Effective Data Science

Author

Zak Varty

Published

February 11, 2024

About this Course

Model building and evaluation are necessary but not sufficient skills for the effective practice of data science. In this module you will develop the technical and personal skills that are required to work successfully as a data scientist within an organisation.

During this module you will critically explore how to:

  • effectively scope and manage a data science project;
  • work openly and reproducibly;
  • efficiently acquire, manipulate, and present data;
  • interpret and explain your work for a variety of stakeholders;
  • ensure that your work can be put into production;
  • assess the ethical implications of your work as a data scientist.

This interdisciplinary course will draw from fields including statistics, computing, management science and data ethics. Each topic will be investigated through a selection of lecture videos, conference presentations and academic papers, supported by hands-on lab exercises and readings on industry best-practices as published by recognised professional bodies.

Schedule

These notes are intended for students on the course MATH70076: Data Science in the academic year 2023/24.

As the course is scheduled to take place over five weeks, the suggested schedule is:

  • 1st week: effective data science workflows;
  • 2nd week: acquiring and sharing data;
  • 3rd week: exploratory data analysis and visualisation;
  • 4th week: preparing for production;
  • 5th week: ethics and context of data science.

An alternative pdf version of these notes may be downloaded here. Please be aware that this pdf version is secondary to this course webpage and will be updated less frequently.

Learning outcomes

On successful completion of this module students should be able to:

  1. Independently scope and manage a data science project;
  2. Source data from the internet through web scraping and APIs;
  3. Clean, explore and visualise data, justifying and documenting the decisions made;
  4. Evaluate the need for (and implement) approaches that are explainable, reproducible and scalable;
  5. Appraise the ethical implications of a data science projects, particularly the risks of compromising privacy or fairness and the potential to cause harm.

Allocation of Study Hours

Lectures: 10 Hours (2 hours per week)

Group Teaching: 5 Hours (1 hour per week)

Lab / Practical: 10 hours (2 hours per week)

Independent Study: 100 hours (11 hours per week + 45 hours coursework)

Drop-In Sessions: Each week there will be a 2-hour optional drop-in session to address any questions about the course or material.

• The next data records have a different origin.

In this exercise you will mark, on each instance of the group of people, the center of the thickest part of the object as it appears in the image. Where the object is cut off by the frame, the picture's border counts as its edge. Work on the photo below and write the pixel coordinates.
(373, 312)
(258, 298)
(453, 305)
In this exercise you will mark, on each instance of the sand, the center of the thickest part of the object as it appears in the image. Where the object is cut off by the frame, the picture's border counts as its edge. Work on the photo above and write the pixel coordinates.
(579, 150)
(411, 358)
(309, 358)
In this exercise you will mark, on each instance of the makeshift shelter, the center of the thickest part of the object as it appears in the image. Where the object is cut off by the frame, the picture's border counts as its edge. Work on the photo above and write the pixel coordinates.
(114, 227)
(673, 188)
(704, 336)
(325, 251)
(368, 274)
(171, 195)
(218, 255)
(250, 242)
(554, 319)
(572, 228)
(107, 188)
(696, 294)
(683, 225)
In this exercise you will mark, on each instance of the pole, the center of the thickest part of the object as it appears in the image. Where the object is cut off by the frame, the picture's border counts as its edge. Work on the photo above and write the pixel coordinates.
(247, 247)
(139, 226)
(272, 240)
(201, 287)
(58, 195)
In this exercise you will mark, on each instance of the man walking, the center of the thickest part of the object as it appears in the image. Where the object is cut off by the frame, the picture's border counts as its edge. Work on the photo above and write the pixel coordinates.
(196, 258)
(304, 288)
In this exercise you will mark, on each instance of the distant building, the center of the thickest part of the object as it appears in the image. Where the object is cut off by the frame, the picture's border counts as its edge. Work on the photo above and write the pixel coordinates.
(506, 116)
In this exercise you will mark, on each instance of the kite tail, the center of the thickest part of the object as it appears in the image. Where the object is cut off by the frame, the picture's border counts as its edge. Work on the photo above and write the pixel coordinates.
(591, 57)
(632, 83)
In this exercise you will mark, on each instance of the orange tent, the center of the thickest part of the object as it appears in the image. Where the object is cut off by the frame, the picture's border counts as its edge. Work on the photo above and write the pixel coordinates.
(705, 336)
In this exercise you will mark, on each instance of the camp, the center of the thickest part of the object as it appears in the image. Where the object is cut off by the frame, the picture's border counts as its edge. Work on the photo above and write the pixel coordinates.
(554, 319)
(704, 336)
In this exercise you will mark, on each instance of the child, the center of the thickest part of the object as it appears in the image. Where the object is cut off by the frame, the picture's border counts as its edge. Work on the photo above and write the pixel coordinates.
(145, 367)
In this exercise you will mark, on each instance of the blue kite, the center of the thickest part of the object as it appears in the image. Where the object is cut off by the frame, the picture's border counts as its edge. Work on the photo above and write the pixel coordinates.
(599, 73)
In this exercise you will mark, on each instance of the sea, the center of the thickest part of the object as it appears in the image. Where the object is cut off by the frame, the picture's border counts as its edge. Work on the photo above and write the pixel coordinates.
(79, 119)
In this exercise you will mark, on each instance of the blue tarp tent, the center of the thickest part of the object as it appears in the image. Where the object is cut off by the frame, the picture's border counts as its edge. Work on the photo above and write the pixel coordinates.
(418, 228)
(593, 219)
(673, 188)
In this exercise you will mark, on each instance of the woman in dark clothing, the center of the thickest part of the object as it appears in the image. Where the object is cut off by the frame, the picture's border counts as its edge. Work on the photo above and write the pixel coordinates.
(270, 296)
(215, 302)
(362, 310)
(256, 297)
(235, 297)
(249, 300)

This is where you can get support from the course lecturer or GTA on the topics covered each week, either individually or in small groups.

These will be held on Fridays 15:00-17:00 in Huxley 711C.

Office Hours: Additionally, there will be an office hour each week. This is a weekly opportunity for 1-1 discussion with the course lecturer to address any individual questions, concerns or problems that you might have. These meetings can be in person or on Teams and can be academic (relating to course content or progress) or pastoral (relating to student well-being) in nature. To book a 1-1 meeting please use the link on the course blackboard page.

Office hours will be held on Mondays 15:00-16:00 in Huxley 6M20. (Week 3 alteration, 14:00-15:00)

Assessment Structure

The course will be assessed entirely by coursework, reflecting the practical and pragmatic nature of the course material.

Coursework 1 (30%): To be completed during the final week of the course, the week commencing 2024-02-12.

Coursework 2 (70%): To be released during the third week of the course and submitted following the examination period in Summer term (2024-01-29 until 2024-05-15 at 13:00).

Acknowledgements

These notes were created by Dr Zak Varty. They were inspired by a previous lecture series by Dr Purvasha Chakravarti at Imperial College London and draw from many resource that were made available by the R community, which are attributed throughout.